I heard that a few years ago Classic Rock magazine polled its readers to find out who they considered to be the best rock singer, guitarist, bassist and drummer of all time. When the votes were cast, it turned out that the band that was created already had a name – Led Zeppelin.
I must confess that I hadn’t listened to them much before my 40s, to the extent that I’d heard Rolf Harris’ version of Stairway to Heaven long before I heard the original. That seems barely credible to me, but it’s true,
I found a list of Top 40 bass lines ever, and of all the many possibles, this song was the Led Zeppelin one that made the list. And what a track it is! The bass burbles away in the background, while the lyrics include reference to Lord of the Rings. I’ve addded this to my bucket list of songs to be able to play, and from time to time I return to it. It’s getting easier to play parts of it, but I’ve not managed the whole thing at full speed. I know I’ll get there though, it’s just going to take time.
Ramble On – Led Zeppelin
OK, so last week I wrote about having an earworm which was all about The Stranglers and JJ Burnel’s basslines in particular. The only way I could stop it was by playing a lot of their songs and booking tickets to see them next month. Tonight I’ve just started several earworms off at once.
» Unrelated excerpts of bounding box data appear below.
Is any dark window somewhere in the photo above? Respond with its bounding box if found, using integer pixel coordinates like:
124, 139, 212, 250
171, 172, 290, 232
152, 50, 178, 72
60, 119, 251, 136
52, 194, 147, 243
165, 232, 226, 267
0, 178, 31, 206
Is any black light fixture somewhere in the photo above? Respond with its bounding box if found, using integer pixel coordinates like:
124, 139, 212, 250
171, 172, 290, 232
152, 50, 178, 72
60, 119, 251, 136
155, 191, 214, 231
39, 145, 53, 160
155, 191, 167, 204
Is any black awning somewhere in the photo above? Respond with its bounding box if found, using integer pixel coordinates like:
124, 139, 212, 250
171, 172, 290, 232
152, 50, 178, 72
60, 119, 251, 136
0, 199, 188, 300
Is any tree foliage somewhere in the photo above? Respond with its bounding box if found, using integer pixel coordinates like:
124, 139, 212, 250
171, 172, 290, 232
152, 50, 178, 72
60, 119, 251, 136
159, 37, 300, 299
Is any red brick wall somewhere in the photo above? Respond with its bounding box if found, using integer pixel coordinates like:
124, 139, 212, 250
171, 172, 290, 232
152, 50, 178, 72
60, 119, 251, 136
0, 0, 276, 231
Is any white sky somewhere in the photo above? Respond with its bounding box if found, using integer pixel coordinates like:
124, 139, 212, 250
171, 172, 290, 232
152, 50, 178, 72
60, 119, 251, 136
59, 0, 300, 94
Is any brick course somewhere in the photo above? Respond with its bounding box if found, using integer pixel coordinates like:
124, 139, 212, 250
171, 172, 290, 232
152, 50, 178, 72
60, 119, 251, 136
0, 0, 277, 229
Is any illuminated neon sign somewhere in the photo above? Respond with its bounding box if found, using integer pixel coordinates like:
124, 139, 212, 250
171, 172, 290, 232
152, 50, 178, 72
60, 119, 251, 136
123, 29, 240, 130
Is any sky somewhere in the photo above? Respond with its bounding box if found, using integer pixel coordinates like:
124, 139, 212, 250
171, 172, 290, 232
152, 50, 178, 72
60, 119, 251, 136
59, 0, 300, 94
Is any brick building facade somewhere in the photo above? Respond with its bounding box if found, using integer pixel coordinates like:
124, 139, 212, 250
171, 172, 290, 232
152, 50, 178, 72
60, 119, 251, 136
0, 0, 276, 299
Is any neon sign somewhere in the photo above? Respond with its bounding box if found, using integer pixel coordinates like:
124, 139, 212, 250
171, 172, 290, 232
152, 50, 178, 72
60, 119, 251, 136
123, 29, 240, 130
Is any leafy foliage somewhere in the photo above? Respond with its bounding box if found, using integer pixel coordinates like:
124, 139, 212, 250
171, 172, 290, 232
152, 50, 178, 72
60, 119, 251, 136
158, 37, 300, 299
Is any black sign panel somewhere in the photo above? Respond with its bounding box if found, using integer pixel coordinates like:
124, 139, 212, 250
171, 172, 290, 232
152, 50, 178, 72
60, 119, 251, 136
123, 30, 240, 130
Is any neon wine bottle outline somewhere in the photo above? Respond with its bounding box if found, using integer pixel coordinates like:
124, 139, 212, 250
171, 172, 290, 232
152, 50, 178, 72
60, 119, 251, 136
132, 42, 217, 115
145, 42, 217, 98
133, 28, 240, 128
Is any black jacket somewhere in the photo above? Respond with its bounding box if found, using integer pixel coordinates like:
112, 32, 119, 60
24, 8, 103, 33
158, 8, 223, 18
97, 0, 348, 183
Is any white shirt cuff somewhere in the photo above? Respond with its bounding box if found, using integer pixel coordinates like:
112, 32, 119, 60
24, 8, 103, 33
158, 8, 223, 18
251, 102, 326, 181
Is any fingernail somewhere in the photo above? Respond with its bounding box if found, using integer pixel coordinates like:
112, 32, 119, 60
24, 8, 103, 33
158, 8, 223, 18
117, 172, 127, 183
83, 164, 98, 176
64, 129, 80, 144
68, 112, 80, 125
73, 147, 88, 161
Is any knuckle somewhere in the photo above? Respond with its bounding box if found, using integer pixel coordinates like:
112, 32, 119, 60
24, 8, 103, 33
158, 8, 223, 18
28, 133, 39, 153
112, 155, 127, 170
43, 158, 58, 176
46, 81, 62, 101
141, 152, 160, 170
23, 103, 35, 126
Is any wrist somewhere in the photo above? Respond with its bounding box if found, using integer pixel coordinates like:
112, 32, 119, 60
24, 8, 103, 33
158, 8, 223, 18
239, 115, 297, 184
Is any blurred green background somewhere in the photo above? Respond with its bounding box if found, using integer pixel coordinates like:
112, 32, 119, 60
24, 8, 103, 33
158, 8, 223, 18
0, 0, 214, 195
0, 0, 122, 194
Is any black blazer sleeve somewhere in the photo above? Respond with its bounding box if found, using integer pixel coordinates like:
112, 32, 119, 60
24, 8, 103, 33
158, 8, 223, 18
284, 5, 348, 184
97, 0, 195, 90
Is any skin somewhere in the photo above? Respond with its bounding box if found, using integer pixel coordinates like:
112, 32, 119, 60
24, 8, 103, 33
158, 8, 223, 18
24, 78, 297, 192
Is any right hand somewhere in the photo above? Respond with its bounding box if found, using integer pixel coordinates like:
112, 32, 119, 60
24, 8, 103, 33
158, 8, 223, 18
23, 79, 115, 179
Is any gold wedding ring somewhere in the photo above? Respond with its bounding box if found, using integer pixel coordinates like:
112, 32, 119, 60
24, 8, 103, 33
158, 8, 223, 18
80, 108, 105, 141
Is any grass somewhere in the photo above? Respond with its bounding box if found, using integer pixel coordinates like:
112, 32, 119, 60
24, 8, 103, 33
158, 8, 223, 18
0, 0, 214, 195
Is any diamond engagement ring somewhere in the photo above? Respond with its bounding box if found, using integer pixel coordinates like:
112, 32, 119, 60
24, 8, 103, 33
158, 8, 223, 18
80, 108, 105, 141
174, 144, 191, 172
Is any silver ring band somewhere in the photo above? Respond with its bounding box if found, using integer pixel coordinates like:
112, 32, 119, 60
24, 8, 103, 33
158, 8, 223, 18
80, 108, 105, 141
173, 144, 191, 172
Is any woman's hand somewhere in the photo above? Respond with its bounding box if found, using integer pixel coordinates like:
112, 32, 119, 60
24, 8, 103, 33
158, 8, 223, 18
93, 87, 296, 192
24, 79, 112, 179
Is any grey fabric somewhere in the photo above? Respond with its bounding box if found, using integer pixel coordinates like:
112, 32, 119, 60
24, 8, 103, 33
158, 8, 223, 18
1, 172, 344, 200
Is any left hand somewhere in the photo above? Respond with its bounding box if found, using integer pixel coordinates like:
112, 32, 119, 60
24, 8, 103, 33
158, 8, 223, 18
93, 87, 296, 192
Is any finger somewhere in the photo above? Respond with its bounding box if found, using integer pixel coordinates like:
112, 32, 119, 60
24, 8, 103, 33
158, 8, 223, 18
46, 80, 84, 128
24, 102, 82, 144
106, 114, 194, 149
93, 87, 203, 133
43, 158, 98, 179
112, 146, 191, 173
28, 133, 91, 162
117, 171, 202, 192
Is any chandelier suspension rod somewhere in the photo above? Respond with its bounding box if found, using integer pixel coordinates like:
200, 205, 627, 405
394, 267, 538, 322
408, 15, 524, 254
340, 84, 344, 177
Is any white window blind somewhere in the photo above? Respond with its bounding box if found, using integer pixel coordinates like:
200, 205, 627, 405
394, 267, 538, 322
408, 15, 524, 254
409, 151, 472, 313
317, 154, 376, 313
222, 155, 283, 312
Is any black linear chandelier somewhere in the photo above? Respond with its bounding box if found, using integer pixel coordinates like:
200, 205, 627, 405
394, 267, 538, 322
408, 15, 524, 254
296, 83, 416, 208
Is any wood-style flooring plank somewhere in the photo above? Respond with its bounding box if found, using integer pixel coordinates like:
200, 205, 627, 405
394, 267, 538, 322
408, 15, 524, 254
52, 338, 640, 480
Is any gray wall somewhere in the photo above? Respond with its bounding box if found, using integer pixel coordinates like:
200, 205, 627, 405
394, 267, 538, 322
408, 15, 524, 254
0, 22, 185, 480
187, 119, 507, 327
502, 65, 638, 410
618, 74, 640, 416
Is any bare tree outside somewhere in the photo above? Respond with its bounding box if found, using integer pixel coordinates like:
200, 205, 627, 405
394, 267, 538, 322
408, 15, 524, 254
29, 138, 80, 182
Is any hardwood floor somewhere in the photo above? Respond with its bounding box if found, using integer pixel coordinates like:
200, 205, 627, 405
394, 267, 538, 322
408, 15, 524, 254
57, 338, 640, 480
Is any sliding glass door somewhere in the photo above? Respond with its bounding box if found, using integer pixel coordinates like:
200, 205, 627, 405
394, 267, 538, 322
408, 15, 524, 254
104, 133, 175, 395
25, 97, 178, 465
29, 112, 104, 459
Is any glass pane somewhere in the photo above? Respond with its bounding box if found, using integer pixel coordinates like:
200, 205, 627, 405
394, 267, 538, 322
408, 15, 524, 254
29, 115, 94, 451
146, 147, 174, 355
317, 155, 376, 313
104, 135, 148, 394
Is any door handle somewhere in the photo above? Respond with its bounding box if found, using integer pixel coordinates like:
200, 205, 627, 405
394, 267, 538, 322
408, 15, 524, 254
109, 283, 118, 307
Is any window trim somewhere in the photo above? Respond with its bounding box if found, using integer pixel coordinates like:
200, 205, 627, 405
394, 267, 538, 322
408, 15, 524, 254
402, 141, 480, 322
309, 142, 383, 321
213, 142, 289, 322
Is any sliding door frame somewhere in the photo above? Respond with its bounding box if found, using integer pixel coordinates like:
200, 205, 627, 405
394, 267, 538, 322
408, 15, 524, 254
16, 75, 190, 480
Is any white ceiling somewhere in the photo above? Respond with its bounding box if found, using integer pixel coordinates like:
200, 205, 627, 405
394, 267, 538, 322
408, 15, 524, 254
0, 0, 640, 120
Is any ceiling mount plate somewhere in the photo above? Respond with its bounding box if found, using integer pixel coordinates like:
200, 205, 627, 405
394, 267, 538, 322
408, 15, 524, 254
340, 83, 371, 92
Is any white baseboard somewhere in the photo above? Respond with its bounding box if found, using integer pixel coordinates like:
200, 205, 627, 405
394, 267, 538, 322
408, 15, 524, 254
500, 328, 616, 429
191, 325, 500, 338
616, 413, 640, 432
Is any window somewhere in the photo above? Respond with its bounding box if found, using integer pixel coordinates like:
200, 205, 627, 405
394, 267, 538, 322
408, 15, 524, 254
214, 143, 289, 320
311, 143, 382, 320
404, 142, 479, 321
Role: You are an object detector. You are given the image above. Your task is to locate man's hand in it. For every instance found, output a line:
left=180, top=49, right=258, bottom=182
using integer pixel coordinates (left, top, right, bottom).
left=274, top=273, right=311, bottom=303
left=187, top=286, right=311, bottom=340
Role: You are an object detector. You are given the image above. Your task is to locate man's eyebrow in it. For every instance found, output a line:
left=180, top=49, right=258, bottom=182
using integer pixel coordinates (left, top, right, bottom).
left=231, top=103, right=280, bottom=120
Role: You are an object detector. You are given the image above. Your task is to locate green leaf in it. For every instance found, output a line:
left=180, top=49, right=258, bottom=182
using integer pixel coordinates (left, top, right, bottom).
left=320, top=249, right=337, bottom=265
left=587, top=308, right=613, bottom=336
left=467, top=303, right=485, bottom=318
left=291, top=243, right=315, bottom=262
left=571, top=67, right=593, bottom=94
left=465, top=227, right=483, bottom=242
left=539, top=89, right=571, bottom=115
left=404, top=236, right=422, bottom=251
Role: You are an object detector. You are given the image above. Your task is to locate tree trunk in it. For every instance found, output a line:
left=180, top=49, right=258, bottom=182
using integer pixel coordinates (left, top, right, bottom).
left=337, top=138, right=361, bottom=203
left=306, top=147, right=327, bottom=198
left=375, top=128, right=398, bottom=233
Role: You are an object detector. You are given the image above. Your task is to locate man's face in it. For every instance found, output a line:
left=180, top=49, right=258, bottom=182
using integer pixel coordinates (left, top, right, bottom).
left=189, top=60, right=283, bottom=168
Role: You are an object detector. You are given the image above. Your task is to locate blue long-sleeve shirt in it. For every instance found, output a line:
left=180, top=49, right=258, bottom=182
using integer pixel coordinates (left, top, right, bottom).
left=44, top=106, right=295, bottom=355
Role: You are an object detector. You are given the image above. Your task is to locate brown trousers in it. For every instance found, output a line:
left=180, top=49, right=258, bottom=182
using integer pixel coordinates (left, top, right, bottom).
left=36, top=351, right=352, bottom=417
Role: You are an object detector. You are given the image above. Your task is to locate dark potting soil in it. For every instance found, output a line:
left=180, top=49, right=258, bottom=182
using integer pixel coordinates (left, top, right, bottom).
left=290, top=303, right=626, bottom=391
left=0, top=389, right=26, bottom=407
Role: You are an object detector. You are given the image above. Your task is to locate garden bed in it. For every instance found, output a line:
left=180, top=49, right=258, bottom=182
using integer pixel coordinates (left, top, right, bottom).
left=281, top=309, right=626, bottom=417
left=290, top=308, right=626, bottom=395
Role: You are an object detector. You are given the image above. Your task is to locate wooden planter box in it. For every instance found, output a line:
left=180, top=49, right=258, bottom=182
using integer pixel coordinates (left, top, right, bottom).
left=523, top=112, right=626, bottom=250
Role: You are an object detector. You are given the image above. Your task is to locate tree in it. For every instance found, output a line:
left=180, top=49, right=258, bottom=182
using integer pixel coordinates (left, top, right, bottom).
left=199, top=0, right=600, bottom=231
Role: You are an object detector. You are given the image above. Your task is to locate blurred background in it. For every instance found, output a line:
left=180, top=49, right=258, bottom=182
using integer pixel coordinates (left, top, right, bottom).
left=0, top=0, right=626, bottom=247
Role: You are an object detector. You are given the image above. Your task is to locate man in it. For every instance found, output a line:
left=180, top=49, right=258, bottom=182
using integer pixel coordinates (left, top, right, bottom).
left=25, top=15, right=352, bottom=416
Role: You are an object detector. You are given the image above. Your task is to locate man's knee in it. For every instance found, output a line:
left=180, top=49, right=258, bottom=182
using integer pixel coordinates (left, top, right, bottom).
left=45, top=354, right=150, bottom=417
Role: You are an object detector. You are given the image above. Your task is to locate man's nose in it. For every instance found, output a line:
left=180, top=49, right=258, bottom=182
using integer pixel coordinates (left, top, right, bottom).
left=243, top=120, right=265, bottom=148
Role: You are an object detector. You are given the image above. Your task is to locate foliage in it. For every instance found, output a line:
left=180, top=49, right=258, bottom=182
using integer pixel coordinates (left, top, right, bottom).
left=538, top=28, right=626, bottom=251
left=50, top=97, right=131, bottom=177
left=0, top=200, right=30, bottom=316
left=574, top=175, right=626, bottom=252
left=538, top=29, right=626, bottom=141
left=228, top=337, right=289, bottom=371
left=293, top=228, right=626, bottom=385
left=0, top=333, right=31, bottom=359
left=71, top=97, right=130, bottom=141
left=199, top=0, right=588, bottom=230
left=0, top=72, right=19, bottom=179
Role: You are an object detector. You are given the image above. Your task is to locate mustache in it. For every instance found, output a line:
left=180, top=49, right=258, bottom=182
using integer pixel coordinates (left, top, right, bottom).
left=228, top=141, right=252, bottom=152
I went to see The Blockheads at their first gig this year. It’s fair to say it was an intimate venue, and I was by no means the oldest person in the audience! Three words to explain the earworms which I know are coming: Norman Watt-Roy. Much as I love SLF and Ali McMordie’s playing, and JJ Burnel’s basslines for The Stranglers, I’m left in total awe of Norman’s energy, fretwork, speed and accuracy. As you can see from today’s image, I struggled to get a picture where his hands weren’t a blur! I do wonder sometimes whether he regrets having written such complicated and beautiful riffs in his youth.
If you’ve not heard much of The Blockheads (with or without Ian Dury), I can recommend starting off with Hit Me With Your Rhythm Stick (which has been on my Bucket List of basslines to play and I can’t even get close), Sex and Drugs and Rock and Roll, What a Waste and Reasons to be Cheerful. Those and others are going to be rolling round in my head for quite a while I think!
As a band they obviously love what they do, and there’s a lot of interaction between the various members. There were a couple of hiccups but they dealt with them really well, laughing and joking with each other while continuing to knock out brilliant (and very familiar) tunes. As Dee said, it’s a bit surreal watching people you’d heard in your teens or even younger, some 30 or more years later, but they were brilliant!